Yesterday, I attended a meeting in North Philadelphia in which community leaders expressed their desperate desire to intervene in the recent rash of violence in the region.
It was a sad meeting. It was clear that the ministers that were leading it sincerely wanted to stop the gun violence. The community is in pain. It has been for a while. Decades of neglect and under-investment are now only acknowledged when women, children or an innocent, pregnant woman are caught in the crossfire.
The meeting was filled with rage and frustration.
Though I don’t doubt that the intentions of the conveners, I left feeling more frustrated than when I arrived.
The ministers that ran the meeting made it clear that we were not there to debate what was to be done. We were there to plan a march and a cook-out as a means to discourage the drug dealers in the community to stop killing other people.

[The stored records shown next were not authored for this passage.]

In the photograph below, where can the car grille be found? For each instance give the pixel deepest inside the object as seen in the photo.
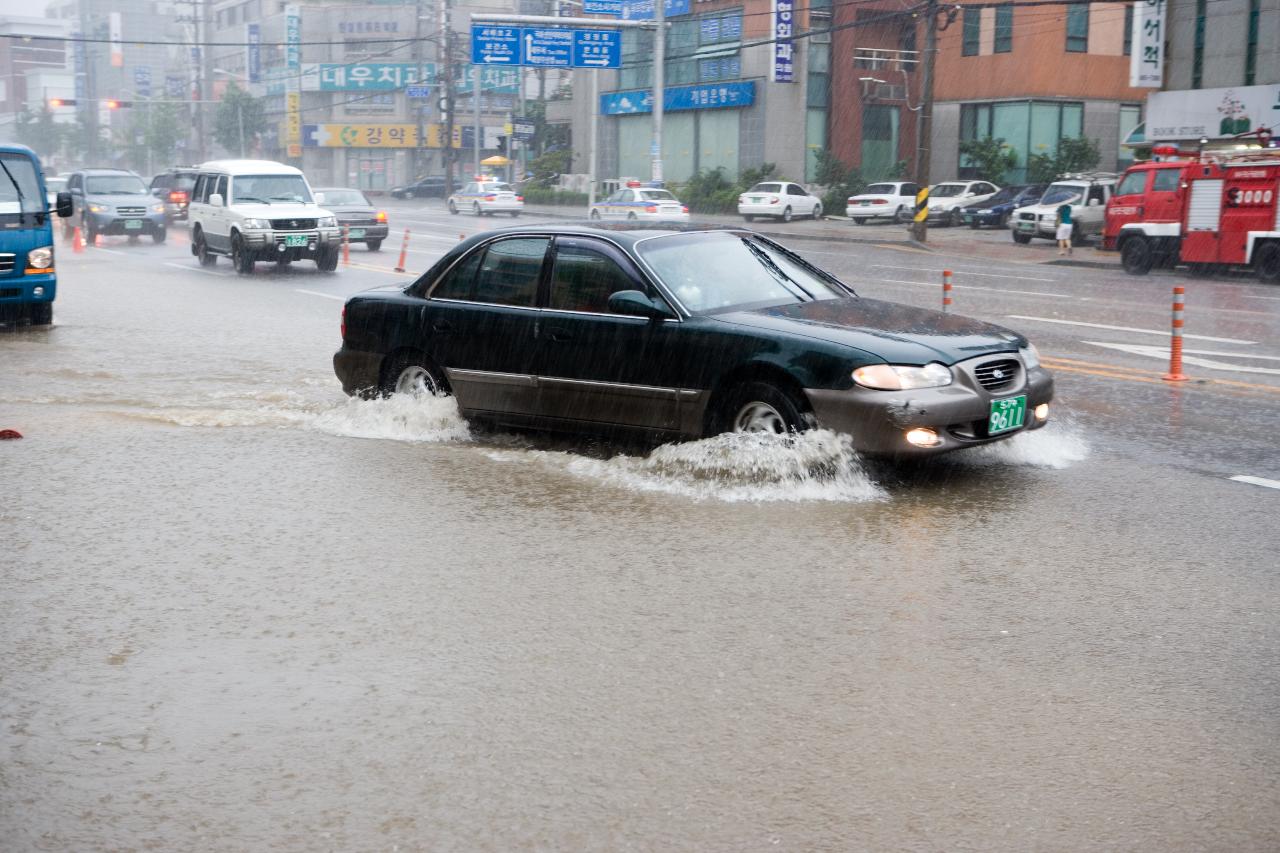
(293, 224)
(995, 375)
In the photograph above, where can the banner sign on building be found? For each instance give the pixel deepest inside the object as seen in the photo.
(364, 77)
(1211, 113)
(680, 97)
(1147, 58)
(784, 48)
(254, 53)
(114, 27)
(292, 37)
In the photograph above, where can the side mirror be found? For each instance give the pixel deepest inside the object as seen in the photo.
(636, 304)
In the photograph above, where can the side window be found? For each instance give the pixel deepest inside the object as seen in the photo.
(1166, 181)
(460, 283)
(584, 279)
(510, 272)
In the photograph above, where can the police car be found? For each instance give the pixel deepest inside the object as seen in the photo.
(487, 196)
(636, 201)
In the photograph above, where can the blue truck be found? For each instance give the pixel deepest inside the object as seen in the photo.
(28, 282)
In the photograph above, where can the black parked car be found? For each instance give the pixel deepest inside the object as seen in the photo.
(685, 333)
(995, 211)
(429, 187)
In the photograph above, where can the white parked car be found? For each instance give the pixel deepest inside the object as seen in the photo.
(640, 203)
(894, 200)
(259, 210)
(487, 197)
(1087, 195)
(949, 199)
(780, 199)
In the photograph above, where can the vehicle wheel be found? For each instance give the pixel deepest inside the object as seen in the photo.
(200, 249)
(241, 259)
(1136, 256)
(411, 374)
(1267, 263)
(762, 407)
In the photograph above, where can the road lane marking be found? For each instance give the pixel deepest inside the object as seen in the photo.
(328, 296)
(978, 287)
(1125, 328)
(1256, 480)
(1191, 357)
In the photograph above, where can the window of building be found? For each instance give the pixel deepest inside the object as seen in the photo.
(1005, 28)
(1078, 28)
(972, 31)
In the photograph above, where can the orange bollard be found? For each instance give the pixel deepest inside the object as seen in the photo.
(400, 268)
(1175, 341)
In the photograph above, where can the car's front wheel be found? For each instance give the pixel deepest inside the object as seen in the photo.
(412, 374)
(762, 407)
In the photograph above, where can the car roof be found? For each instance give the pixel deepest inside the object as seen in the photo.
(248, 167)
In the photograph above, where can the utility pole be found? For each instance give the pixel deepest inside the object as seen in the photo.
(920, 227)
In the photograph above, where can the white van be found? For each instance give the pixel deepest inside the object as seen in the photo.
(259, 210)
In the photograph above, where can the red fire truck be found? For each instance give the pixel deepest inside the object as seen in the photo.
(1207, 211)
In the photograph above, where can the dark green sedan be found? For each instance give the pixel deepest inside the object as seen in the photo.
(685, 333)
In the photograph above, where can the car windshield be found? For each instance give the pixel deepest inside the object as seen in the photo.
(725, 270)
(343, 197)
(270, 188)
(1060, 192)
(115, 185)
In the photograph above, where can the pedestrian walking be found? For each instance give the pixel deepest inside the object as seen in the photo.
(1064, 229)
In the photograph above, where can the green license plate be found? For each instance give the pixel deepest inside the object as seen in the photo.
(1006, 414)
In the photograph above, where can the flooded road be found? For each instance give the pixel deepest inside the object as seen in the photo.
(243, 611)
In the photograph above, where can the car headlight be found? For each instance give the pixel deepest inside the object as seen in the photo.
(895, 377)
(40, 258)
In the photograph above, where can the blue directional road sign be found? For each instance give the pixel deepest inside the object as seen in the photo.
(597, 49)
(496, 45)
(548, 48)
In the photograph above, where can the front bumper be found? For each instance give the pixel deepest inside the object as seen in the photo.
(878, 420)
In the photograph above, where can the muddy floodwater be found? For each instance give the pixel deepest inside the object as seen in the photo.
(243, 612)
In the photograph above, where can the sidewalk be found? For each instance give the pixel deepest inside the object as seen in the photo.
(964, 242)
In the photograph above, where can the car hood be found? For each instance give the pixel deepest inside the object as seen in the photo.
(896, 333)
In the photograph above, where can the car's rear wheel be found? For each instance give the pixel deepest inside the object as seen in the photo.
(1136, 256)
(762, 407)
(412, 374)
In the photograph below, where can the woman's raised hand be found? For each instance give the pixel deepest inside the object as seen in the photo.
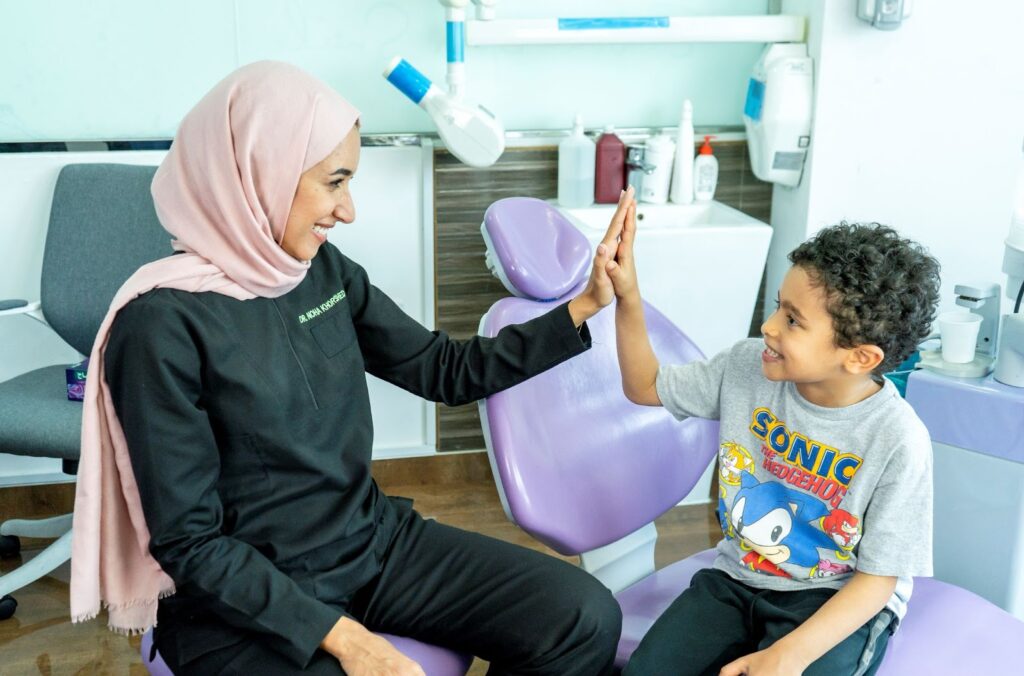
(599, 291)
(622, 269)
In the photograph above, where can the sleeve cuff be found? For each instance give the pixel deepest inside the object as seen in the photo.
(572, 340)
(310, 629)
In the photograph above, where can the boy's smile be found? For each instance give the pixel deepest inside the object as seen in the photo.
(800, 345)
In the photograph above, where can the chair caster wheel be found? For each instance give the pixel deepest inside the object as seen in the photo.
(9, 546)
(7, 607)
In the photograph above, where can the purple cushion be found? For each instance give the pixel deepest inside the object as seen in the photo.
(646, 600)
(947, 631)
(542, 253)
(435, 661)
(580, 465)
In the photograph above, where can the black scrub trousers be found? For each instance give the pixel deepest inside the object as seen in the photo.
(250, 434)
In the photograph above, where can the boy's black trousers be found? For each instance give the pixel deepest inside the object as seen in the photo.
(718, 620)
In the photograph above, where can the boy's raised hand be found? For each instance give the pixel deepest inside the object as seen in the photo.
(599, 292)
(622, 269)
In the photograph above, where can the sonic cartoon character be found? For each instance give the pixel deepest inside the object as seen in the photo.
(777, 523)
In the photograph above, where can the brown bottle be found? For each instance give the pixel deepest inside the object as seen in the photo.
(609, 168)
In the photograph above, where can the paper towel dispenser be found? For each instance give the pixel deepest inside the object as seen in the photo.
(777, 113)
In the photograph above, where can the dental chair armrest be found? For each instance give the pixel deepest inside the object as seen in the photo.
(14, 306)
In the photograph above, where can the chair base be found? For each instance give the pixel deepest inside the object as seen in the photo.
(44, 562)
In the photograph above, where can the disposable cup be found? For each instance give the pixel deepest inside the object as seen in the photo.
(958, 330)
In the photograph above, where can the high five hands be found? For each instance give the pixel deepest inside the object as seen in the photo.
(612, 272)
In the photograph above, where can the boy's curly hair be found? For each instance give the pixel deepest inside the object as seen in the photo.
(880, 288)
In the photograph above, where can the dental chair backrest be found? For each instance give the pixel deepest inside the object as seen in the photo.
(577, 464)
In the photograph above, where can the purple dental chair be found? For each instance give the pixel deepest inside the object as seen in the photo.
(586, 471)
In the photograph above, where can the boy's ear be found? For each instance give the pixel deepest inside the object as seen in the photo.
(864, 358)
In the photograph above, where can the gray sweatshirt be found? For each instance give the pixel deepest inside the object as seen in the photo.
(810, 494)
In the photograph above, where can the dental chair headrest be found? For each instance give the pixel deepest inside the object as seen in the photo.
(535, 250)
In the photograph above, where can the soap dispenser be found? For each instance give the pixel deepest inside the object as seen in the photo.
(682, 173)
(576, 168)
(705, 173)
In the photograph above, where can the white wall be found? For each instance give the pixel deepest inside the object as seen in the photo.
(920, 128)
(130, 69)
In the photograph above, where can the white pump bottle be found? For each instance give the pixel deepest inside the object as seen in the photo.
(682, 173)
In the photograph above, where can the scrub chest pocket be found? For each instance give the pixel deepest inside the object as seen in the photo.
(333, 363)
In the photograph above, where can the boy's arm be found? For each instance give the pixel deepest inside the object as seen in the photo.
(859, 600)
(636, 357)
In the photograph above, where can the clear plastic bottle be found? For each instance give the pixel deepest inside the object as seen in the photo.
(609, 170)
(576, 168)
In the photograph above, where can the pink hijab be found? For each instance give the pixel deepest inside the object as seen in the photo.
(223, 192)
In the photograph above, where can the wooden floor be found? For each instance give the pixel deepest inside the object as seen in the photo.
(40, 639)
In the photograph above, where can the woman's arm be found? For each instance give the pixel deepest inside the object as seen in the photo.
(398, 349)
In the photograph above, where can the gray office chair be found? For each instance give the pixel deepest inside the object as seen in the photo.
(102, 228)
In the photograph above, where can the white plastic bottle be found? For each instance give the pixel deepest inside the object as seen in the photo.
(705, 173)
(682, 173)
(576, 168)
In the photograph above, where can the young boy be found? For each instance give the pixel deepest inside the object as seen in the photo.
(826, 507)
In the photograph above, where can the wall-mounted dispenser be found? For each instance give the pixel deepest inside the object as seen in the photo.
(884, 14)
(777, 113)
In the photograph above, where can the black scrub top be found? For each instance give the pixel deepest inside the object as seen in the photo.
(249, 429)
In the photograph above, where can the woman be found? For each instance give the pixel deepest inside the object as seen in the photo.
(227, 428)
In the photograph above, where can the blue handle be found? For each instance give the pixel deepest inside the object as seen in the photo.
(410, 81)
(456, 41)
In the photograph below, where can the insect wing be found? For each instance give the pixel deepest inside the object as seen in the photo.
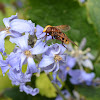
(63, 28)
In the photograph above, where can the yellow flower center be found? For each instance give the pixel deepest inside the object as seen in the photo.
(67, 68)
(7, 30)
(57, 58)
(27, 53)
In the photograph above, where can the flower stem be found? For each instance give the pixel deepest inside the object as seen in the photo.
(55, 86)
(98, 55)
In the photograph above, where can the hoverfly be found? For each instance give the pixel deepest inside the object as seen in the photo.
(57, 33)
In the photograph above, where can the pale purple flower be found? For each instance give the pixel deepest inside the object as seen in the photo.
(12, 61)
(15, 27)
(65, 69)
(19, 78)
(25, 52)
(83, 58)
(80, 76)
(40, 34)
(29, 90)
(53, 58)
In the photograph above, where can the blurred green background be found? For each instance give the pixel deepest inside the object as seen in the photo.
(84, 19)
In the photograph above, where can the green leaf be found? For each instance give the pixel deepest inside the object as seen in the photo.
(93, 9)
(45, 86)
(15, 94)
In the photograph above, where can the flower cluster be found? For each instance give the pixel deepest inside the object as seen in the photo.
(55, 58)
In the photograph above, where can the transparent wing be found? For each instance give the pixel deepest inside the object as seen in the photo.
(63, 28)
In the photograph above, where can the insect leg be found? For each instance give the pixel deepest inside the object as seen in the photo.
(64, 46)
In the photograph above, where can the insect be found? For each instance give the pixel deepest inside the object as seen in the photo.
(57, 33)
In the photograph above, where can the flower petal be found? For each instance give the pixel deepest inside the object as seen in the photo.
(39, 47)
(87, 63)
(2, 37)
(46, 61)
(71, 61)
(7, 21)
(22, 42)
(31, 68)
(22, 26)
(29, 90)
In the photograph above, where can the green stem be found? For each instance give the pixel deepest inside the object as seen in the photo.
(58, 90)
(98, 55)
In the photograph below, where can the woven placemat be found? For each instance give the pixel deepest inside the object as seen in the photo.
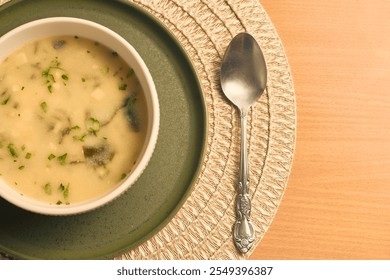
(202, 229)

I am not trying to make fun of these leaders. Of course I understand that no one at the meeting thought that the march itself, which is to take place on October 4th at 12 noon starting at Germantown and Allegheny, is not going to stop the violence. Our hosts did say that this was the first step and that the real work will take place after that march. The march is supposed to bring people together and then after that, we will figure out what would come next.
Nonetheless, I left feeling tense about the main suggestion that did come forward- the Gun Buy Back scheme.
I have heard of these programs and I have always thought that they sounded nonsensical.
If you had to use a gun to protect your “turf” or to kill your competition (as drug dealers apparently do), and that is how this trade works, why would you ever swap your gun for a bag of groceries? The gun is probably worth more in cash to other drug dealers than the grocerys you would be swapping them for.
Other city’s that have conducted these have found that most of the guns that were turned in were already non-operational.
I offer you this illustrative example; in my neighborhood we have a problem with illegal scrapers. These thieves break into empty houses and steal all of the pipes and wiring and sell them for scrap. Does it make sense to offer to buy all of their hammers and crowbars?
I don’t mean to over simplify the problem of gun violence either. Violence is extremely complicated and I wouldn’t even pretend to offer solutions. I don’t understand it. I would never use violence and don’t know any one who would.
However, it feels instinctive to me to at least look at the fact that North Philadelphia lacks dignified labor as a major problem. From this problem many bad symptoms arise from drug and substance abuse, prostitution, drug dealing, illegal guns and violence.
Even if there were good jobs for all, there would still be elements of all of those things but probably far fewer incidents.
Sadly, we didn’t get into any deeper issues at this meeting.
In fact, the last band-aid solution posed as we left was to partner with Temple Hospital to give the community free “First Responder” classes specifically for gun shot victims. Talk about about dealing with symptoms.
I cross my fingers that the next meeting goes a different direction.